As discussed recently on this very blog, we've been migrating a substantial portion of the Broad's production genomic analysis pipelines to the cloud. This move was motivated in large part by a need for greater elasticity to deal with the onslaught of massive projects periodically hammering our datacenter (I'm looking at you, @dgmacarthur) as well as a drive toward increased cost-efficiency. But it was also a recognition that the mind-boggling rate at which genomic data is generated (roughly doubling every 8 months!) means we have to adapt how we share and interact with these frankly staggering amounts of data.

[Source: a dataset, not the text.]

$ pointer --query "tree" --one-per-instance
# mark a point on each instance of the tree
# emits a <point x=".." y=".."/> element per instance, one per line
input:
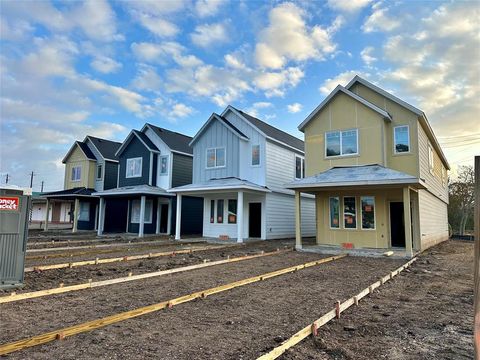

To that end, we've been working elbow to elbow with Google engineers for the past eighteen months; in short, they taught us how to cloud and we taught them how to genome. Together we built a system capable of operating our GATK Best Practices production pipelines at scale on the Google Cloud Platform (GCP), using Cromwell and WDL to define and execute the actual workflows. We've also been working closely with a team from the Intel Life Sciences division to solve some of the key challenges involved in scaling up to the next order of dataset magnitude, resulting in a new kind of database that will enable us to perform joint calling on tens, even hundreds of thousands of genomes at a time.
We're already running the Broad's whole genomes on this new platform, and eventually we plan to migrate most if not all our research pipelines (exomes, RNA etc) as well. As a corollary, all of the analysis results produced by the cloud-based pipeline are delivered to researchers through cloud-based workspaces within which they can kick off further analyses. That way, what happens on the cloud stays on the cloud, as far into the process as possible (in part to minimize egress charges).
From my perspective the most immediate upshot of this is that it finally puts us within reach of the holy grail of reproducibility: given the pipeline WDL scripts and resource datasets (both of which we plan to share freely) anyone will be able to reproduce our pipeline processing on their own instance of the Google Cloud with complete independence.
That being said, standing up and administering your own cloud-based service is not exactly trivial, and we know there's a lot of demand for push-button solutions, so we built our system to double as a Software as a Service (SaaS) platform that we can make publicly available for the convenience of the wider community. We plan to make this service accessible to everyone, Broadies and non-Broadies alike, including commercial/for-profit organizations, under the same conditions. Exact pricing has yet to be determined, but it will certainly include the cloud vendor's compute costs, and there will be no separate licensing cost for for-profit use.
We're also opening resale of GATK as a service to commercial SaaS vendors in order to maximize the options available to the community. Illumina has signed on as the first to offer GATK as a service through BaseSpace via Cromwell+WDL, and we're working with all the major cloud computing vendors mentioned above to ensure that the Cromwell+WDL pipelining solution will work as seamlessly and cost-effectively on their platforms as it does today on Google Cloud Platform.
Our ultimate goal here is to reduce the amount of effort that goes into standing up and maintaining implementations of GATK Best Practices worldwide, so that all those resources can be refocused on more interesting work. Personally, I expect that these new developments will contribute to making the GATK Best Practices more readily accessible and affordable to all, and I'm looking forward to being able to announce the availability of the new service later this year!